We at the FCC, through the National Broadband Plan, Rural Health Care Pilots, and other telemedicine initiatives, are engaged in policymaking to improve the quality, efficiency, and availability of health care through communication technology.
I’ve read the news articles, policy briefs and heard from health IT professionals here at the FCC. But, nothing rivals witnessing firsthand how health IT is revolutionizing hospitals and doctors’ offices.
The first stop on the tour was the nurses’ station in the emergency department. A half dozen LCD panels each listed the name, condition, wait time, heart rate, and status (pending laboratory and radiology studies) of the admitted patients. This was previously tracked on a whiteboard in a static fashion. Moreover, all of this data is stored for quality analysis in patient records.

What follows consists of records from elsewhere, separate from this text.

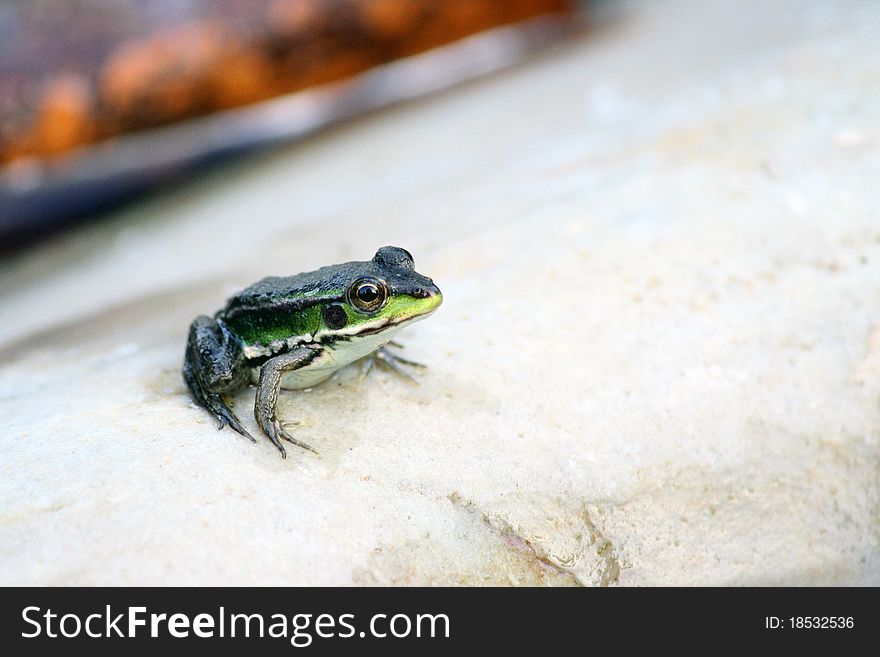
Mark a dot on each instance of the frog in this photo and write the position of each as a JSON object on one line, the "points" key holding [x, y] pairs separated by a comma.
{"points": [[295, 332]]}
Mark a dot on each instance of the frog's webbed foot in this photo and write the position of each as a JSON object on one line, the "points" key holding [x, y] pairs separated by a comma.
{"points": [[267, 396], [391, 362], [225, 416], [276, 432]]}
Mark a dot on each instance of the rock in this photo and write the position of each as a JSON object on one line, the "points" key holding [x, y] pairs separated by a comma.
{"points": [[657, 363]]}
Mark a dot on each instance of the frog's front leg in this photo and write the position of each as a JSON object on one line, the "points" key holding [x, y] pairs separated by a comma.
{"points": [[267, 394], [213, 367]]}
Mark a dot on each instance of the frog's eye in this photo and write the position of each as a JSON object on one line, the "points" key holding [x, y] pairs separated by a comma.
{"points": [[368, 294]]}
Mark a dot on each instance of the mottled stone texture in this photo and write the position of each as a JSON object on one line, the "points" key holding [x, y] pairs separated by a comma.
{"points": [[658, 361]]}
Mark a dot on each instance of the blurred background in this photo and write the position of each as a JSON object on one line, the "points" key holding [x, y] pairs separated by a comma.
{"points": [[101, 101], [655, 225]]}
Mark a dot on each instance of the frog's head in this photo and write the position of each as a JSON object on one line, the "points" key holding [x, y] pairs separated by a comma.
{"points": [[382, 294]]}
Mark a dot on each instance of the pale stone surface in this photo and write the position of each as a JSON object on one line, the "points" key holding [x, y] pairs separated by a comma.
{"points": [[658, 361]]}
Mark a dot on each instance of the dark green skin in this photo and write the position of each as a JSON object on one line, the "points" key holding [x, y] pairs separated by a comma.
{"points": [[272, 325]]}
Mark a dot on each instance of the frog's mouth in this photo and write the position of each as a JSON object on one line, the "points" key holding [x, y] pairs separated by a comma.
{"points": [[408, 310]]}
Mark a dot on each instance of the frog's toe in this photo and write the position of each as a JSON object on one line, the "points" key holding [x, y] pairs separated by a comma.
{"points": [[286, 436], [236, 425]]}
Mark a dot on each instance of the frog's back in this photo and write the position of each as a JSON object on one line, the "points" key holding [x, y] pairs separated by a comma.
{"points": [[279, 307]]}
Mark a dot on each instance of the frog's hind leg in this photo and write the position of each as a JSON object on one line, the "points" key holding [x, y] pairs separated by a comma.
{"points": [[212, 368], [267, 395]]}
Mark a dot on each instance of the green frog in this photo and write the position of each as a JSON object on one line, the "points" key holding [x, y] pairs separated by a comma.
{"points": [[294, 332]]}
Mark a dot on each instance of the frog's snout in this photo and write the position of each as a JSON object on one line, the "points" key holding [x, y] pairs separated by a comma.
{"points": [[430, 292], [426, 292]]}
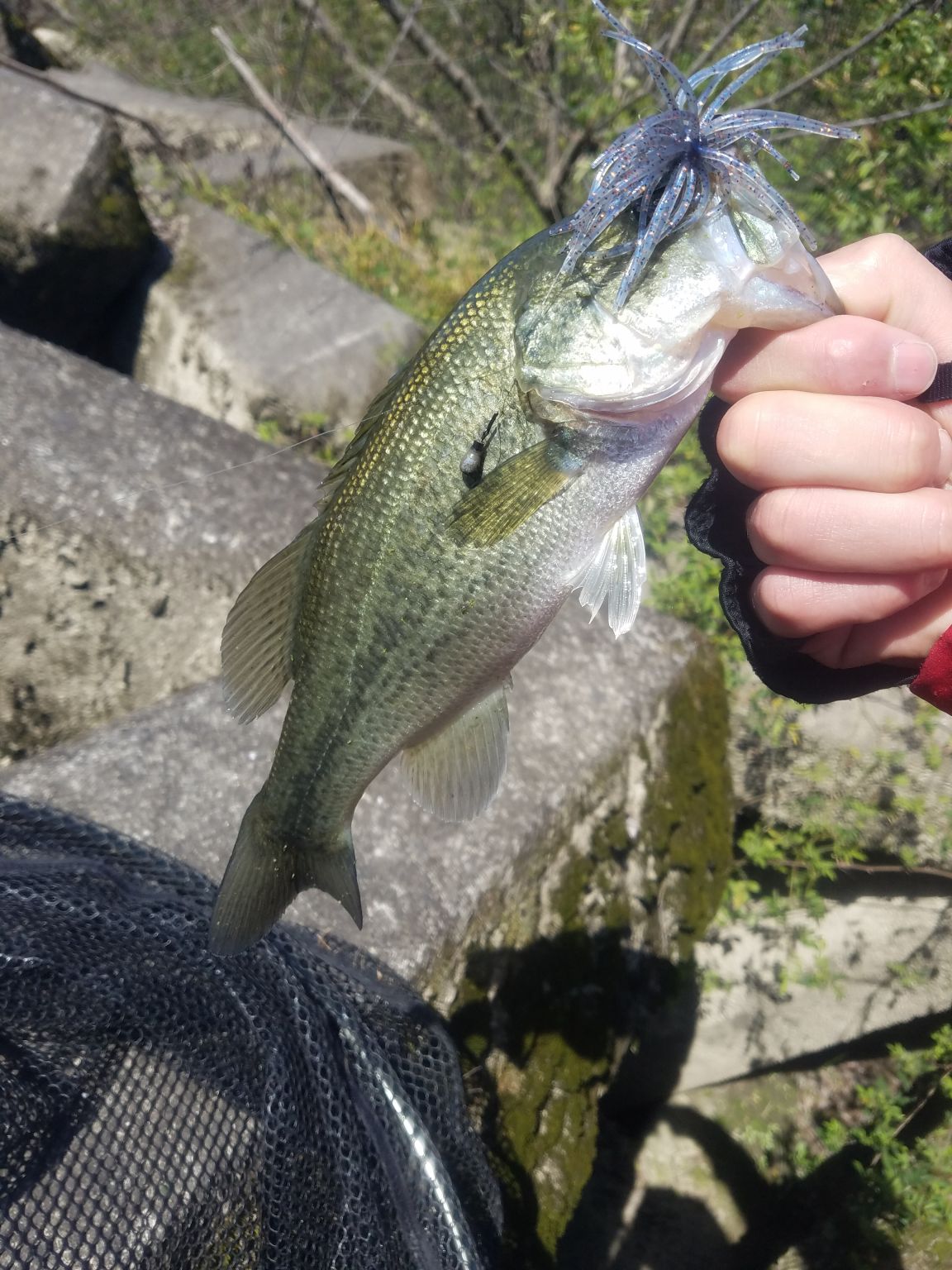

Next, we visited the pediatric cardiac intensive care unit where each room had a touchscreen with secure access to the patient’s essential aggregated health information. We also learned that doctors can remotely monitor the live data feed from medical equipment from their home office or on their smartphone.
We then received a demonstration at Children’s National’s telemedicine center. Children’s National has affiliate offices regionally, nationally, and internationally that allow for telemedicine consultations with Children’s National’s expert doctors. This enables doctors to see more patients and saves travel time for both the patients and doctors.